Benjamin Besse

Spotlight on Lung Cancer: Interview with Benjamin Besse

Professor Benjamin Besse, with the support of Professor Silvia Novello, secretary and Professor Thierry Berghmans, treasurer, is the chair of the EORTC Lung Cancer Group. Besse resides as the Head of the Thoracic Oncology Unit at Gustave Roussy Cancer Campus and he is Professor of Medical Oncology at Paris-Sud University, Orsay. As a leader in clinical research for lung cancer, Besse has seen the field evolve and change tremendously over the last 15 years.

“Since the discovery of the EGFR activating mutations in 2004, there has not been one year without a major therapeutic evolution in lung cancer,” said Besse. “The discovery of more activating mutations in very tiny patients subgroup (<5%) such as BRAF and MET mutations, ALK, ROS1, NTRK, RET rearrangements have shown the emergence of promising molecular targeted therapies for non-small lung cancer (NSCLC). At present, up to 20% of non-small cell lung cancer patients, who are predominantly light or never smokers, are eligible for targeted therapies. It means that lung cancer is now a sum of rare diseases, each requesting a specific strategy!”

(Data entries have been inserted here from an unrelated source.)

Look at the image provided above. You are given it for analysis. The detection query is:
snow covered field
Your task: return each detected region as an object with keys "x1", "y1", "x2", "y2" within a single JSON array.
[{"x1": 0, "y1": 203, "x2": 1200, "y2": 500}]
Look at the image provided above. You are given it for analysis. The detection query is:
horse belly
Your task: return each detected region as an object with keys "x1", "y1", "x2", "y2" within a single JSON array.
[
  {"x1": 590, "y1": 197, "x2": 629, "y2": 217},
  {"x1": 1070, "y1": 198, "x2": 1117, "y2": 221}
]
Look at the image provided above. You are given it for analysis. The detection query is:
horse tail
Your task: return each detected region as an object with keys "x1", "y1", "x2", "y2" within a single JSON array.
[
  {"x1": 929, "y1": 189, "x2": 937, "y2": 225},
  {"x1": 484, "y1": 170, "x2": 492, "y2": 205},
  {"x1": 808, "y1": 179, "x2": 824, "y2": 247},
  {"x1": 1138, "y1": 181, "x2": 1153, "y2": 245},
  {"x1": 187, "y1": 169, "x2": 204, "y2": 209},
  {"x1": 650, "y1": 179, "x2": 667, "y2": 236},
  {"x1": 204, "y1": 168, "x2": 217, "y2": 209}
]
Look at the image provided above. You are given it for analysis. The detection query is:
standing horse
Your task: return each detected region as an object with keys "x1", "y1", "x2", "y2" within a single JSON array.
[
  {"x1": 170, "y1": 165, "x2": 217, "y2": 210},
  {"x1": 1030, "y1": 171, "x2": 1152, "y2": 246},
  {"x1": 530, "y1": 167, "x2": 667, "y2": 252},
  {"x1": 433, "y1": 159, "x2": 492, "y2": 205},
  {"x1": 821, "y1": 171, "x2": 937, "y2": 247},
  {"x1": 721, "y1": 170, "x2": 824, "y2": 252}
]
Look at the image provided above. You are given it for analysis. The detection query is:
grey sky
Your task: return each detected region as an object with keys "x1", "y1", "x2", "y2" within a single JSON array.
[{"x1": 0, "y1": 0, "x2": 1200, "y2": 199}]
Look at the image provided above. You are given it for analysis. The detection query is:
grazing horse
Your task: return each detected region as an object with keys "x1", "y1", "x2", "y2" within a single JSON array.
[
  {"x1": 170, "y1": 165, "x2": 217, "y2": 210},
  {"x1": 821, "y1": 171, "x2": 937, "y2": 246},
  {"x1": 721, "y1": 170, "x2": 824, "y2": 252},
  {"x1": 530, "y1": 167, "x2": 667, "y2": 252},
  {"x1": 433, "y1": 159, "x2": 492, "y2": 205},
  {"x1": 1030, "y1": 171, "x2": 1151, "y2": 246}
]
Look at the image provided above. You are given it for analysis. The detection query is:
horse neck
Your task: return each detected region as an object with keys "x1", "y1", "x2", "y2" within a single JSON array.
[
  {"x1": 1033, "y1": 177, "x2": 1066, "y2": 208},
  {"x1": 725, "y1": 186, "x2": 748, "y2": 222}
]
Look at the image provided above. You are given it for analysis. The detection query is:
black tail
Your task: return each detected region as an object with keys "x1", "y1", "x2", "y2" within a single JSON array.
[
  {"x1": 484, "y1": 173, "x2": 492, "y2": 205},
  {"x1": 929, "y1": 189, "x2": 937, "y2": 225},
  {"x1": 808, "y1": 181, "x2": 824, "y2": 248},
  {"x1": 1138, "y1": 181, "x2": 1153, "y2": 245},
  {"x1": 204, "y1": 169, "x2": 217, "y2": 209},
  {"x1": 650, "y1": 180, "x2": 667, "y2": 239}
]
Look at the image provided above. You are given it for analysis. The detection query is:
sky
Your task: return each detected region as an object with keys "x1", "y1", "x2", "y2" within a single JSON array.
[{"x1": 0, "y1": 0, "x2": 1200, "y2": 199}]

Besse emphasises that molecular profiles of EGFR, BRAF, ALK abnormalities should be mandatory in any advanced non-squamous lung cancer, and additional biomarkers such as ROS1, MET, RET must be considered for never/light smokers.

“Immunotherapy is the new game changer. It has been driven predominately by results from clinical studies evaluating antagonist antibodies to programmed death receptor 1 (PD-1) and programmed death ligand 1 (PD-L1), which have demonstrated prolonged tumour responses in patients with advanced NSCLC. However, the optimal marker for patient selection is still a matter of passionate debate. PD-L1 immunohistochemistry is the standard, and should be the preferred testing in any new advanced NSCLC.”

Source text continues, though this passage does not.